What's the quickest path to achieving a future in which the U.S. is no longer held hostage by foreign oil and carbon emissions are sharply curtailed? The answer might be natural gas, which some experts predict will become the dominant fuel of the 21st century.
A big advantage for the U.S. is that 98% of the natural gas it consumes comes from North America, including deep pockets of shale gas found in a corridor running from North Dakota to Georgia. That means natural gas should remain available, abundant and cheap for at least the next 100 years. At the same time, carbon emissions from natural gas are about half of competing hydrocarbons such as coal and petroleum.
Yet natural gas accounts for just 24% of the total energy consumption in the U.S., vs. about 23% for coal and 37% for petroleum. Some experts think that needs to change. "Natural gas has the potential to play a much bigger role," says David Pumphrey, deputy director of the Energy and National Security Program at Washington's Center for Strategic and International Studies. He believes gas could reach 35% of America's energy pie in the foreseeable future. However, this kind of change won't happen without the support of new federal and state legislation to give power generators, car companies and industrial users a big reason to rethink their business models.

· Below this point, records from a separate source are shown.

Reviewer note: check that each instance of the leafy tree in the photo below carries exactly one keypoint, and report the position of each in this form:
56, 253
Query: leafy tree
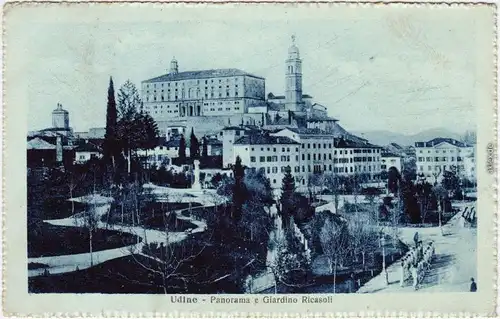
258, 187
239, 190
451, 182
110, 147
134, 128
150, 131
410, 206
362, 233
334, 239
129, 101
182, 149
409, 170
426, 199
292, 268
194, 146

Take electric power, for example. Electricity from the grid, used to light homes and power the country's IT infrastructure, among other functions, consumes the lion's share of energy 40% of the total, according to the U.S. Energy Information Administration (EIA). Most of that juice is squeezed from coal and nuclear power, but legislation could alter the mix. "The biggest growth area for natural gas, if a price is put on carbon emissions, is almost certainly electricity generation," says Ernest Moniz, director of the Massachusetts Institute of Technology Energy Initiative in Cambridge, Mass.
Transportation is the other potential growth sector for natural gas. After electric power, it is the second largest consumer of energy in the U.S., at 28% of the total. But there is an especially evil twist here: transportation is responsible for 71% of petroleum consumed, much of it from foreign sources. Natural-gas advocates say now is the time to reduce that vulnerability. "We have a solution staring us in the face," says Sean McAlinden, executive vice president of the Center for Automotive Research in Ann Arbor, Mich. "Since natural-gas fuel costs one-third the price of gasoline but only cuts range by half, it's more efficient."
Natural-gas vehicles (NGVs) are also more efficient than battery-electric vehicles (BEVs). A full tank of natural gas will power a car to go twice as far as a single charge from the battery-powered Nissan Leaf and five times the distance of GM's top-of-line BEV, the Volt.
Yet over the years, Detroit has largely given natural gas the cold shoulder. In the 1990s, Detroit, and in particular Ford Motor Co., actually tried to push NGVs into fleet sales. But at the time, gasoline was cheap, and as a result, corporate and taxi fleets showed little interest in the alternative fuel. Today, Washington, influenced by an environmental lobby opposed to all forms of fossil fuels, is heavily backing advanced battery technology with billions of dollars in funding for R&D and manufacturing. Meanwhile, alternative fuels such as natural gas and advanced diesel are being ignored by policymakers. "This is not only risky, but it actually warps private investment by the automakers, who see leveraged federal dollars available if they will just commit to this single technology," says McAlinden.
Still, natural gas has some serious impediments. Converting a gasoline car to natural gas is expensive, costing anywhere from $6,000 to $12,000. More crucial, there is no refueling infrastructure. (The latter also holds true for BEVs, however, and the cost of building out service stations for either option is expected to be about the same.)
Nevertheless, in the wake of the oil crisis in the Gulf, natural gas could see its base of support grow. "A lot of people love it," says Pumphrey. "Natural gas could still turn out to be a game changer."